For good reason. While for some, it looks like wordsmithing, the industry has strong associations and expectations with the word open-source, which naturally extend to the idea of open-source models, but that might be misleading.
So, to make this clearer, let’s take a look at what I call the “three faces of OS.” The idea is that OS doesn’t just mean one thing, “open.” It has multiple different aspects and faces, and commonly, this is the package we refer to as OS:
It is free! You don’t have to pay to use it.
It’s open, so you can modify it and then use it.
The source is open, so you can open the hood. You can take a look at the internal engine and understand how it works.

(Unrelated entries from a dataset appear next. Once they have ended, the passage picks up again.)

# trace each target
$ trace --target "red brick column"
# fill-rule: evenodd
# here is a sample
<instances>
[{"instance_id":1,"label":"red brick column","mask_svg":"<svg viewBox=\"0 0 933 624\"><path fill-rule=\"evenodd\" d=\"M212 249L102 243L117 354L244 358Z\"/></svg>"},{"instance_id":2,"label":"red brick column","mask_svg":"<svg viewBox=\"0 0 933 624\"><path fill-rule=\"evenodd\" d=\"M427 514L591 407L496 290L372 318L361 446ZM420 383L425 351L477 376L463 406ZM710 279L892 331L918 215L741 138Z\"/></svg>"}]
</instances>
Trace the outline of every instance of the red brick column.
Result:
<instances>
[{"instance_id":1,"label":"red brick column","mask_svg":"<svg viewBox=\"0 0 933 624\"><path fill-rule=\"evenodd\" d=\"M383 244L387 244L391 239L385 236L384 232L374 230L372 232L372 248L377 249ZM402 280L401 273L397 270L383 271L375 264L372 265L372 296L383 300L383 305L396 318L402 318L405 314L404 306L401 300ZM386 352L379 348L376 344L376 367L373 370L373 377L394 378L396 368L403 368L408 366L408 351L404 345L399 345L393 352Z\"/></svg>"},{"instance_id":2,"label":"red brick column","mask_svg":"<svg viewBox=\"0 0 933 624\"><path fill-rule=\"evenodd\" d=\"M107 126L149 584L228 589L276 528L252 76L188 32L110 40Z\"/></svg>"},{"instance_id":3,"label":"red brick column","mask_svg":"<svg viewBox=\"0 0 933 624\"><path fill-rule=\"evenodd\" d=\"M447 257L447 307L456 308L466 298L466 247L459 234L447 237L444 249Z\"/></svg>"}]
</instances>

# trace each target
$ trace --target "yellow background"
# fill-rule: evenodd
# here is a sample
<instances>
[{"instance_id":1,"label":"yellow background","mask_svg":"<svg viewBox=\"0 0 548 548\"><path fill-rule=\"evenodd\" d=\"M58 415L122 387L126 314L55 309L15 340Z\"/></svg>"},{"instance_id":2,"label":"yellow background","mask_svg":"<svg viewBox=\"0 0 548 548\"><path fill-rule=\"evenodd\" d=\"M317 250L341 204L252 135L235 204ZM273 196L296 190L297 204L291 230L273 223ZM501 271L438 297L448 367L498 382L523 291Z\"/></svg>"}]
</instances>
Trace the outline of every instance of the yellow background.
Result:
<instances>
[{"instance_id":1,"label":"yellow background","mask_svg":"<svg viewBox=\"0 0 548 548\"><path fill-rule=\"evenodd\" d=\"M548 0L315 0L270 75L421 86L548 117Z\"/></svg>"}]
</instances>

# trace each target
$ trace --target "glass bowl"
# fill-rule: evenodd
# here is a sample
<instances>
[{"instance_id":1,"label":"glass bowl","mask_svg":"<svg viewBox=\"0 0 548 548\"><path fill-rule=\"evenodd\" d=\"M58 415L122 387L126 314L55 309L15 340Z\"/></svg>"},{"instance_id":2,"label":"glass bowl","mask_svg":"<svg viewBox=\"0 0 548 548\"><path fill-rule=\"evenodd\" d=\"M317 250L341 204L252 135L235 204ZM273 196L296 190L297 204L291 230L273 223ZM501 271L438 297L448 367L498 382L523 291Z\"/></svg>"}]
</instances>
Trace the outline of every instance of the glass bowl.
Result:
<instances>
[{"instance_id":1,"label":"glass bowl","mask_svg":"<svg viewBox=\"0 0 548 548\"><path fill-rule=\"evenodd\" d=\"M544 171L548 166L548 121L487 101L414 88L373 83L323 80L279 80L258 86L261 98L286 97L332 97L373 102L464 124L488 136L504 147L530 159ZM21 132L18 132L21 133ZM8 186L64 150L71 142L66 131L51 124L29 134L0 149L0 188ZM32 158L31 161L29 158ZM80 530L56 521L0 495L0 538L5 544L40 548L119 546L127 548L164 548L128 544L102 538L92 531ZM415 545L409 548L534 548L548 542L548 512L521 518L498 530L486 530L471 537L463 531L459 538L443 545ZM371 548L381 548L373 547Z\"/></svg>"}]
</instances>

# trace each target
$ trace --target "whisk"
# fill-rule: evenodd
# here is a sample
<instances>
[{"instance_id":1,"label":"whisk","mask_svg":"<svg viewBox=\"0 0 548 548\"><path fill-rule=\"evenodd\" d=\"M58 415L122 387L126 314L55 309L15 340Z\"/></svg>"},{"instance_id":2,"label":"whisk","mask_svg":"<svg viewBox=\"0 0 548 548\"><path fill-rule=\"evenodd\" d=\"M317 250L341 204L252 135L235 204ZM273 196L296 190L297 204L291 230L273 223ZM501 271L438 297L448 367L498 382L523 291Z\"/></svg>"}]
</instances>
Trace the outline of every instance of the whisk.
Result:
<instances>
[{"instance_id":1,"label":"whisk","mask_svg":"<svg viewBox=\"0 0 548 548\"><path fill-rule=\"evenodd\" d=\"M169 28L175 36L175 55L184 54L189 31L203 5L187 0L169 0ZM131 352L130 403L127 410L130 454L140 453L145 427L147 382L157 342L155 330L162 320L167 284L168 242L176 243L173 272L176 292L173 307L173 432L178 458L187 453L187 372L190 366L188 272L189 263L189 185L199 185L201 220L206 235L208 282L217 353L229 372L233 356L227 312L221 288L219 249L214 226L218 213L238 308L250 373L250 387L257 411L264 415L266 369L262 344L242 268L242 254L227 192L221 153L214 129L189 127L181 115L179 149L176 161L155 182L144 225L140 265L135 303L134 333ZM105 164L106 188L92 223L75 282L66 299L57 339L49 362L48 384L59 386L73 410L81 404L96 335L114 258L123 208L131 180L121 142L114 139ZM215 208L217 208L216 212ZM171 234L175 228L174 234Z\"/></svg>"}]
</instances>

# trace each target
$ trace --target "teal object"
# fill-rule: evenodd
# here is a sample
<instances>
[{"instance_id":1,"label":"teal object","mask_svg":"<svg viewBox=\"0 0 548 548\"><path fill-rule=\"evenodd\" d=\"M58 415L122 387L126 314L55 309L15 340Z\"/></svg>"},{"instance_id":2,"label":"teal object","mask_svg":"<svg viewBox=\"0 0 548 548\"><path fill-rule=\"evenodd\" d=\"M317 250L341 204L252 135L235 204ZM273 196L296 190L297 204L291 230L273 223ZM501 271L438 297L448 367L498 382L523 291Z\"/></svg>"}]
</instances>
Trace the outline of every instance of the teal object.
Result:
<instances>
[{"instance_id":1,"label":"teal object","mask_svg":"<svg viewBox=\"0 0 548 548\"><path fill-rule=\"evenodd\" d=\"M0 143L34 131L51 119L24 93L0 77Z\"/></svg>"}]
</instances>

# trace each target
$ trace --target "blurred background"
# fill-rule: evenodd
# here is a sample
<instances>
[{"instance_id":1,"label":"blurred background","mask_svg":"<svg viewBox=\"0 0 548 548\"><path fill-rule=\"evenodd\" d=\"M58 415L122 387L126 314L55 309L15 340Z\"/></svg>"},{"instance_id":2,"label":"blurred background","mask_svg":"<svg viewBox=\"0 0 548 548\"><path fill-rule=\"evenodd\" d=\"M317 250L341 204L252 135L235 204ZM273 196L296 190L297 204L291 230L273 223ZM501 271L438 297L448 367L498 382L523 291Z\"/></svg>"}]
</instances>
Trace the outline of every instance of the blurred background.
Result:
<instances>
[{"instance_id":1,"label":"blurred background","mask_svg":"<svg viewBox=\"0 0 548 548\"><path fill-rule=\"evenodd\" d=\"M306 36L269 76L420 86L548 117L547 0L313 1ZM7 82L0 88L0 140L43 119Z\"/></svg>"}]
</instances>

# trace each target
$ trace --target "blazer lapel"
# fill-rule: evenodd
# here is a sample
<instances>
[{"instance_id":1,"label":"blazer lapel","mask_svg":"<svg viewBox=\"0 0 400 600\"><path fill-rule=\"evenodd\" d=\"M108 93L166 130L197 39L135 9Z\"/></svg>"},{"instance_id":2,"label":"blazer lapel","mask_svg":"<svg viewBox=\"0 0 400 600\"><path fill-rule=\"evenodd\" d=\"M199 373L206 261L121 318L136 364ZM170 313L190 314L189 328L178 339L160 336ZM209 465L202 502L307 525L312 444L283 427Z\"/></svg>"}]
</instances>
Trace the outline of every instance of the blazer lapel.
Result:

If you put Percy’s argument into this context, I think it becomes clearer. Percy is arguing that open-weight models, as he calls them, like Mixtral, don’t have all the characters and shouldn’t be called open-source. Let’s look at them in detail:
Yes, they are free, so you can use them.
However, it is also true that you cannot modify these models, or only to such a limited extent (via fine-tuning) that it’s hard to justify calling them modifiable.
And it is 1/2 true that you can see the inner workings. Seeing a system of weights of a model is like seeing a compiled executable without seeing the C# code that’s behind it. You technically can see into it, but you’re not gonna be able to comprehend the inner workings.
These open-source models are more freeware than open-source, and it’s very misleading to label them as OS.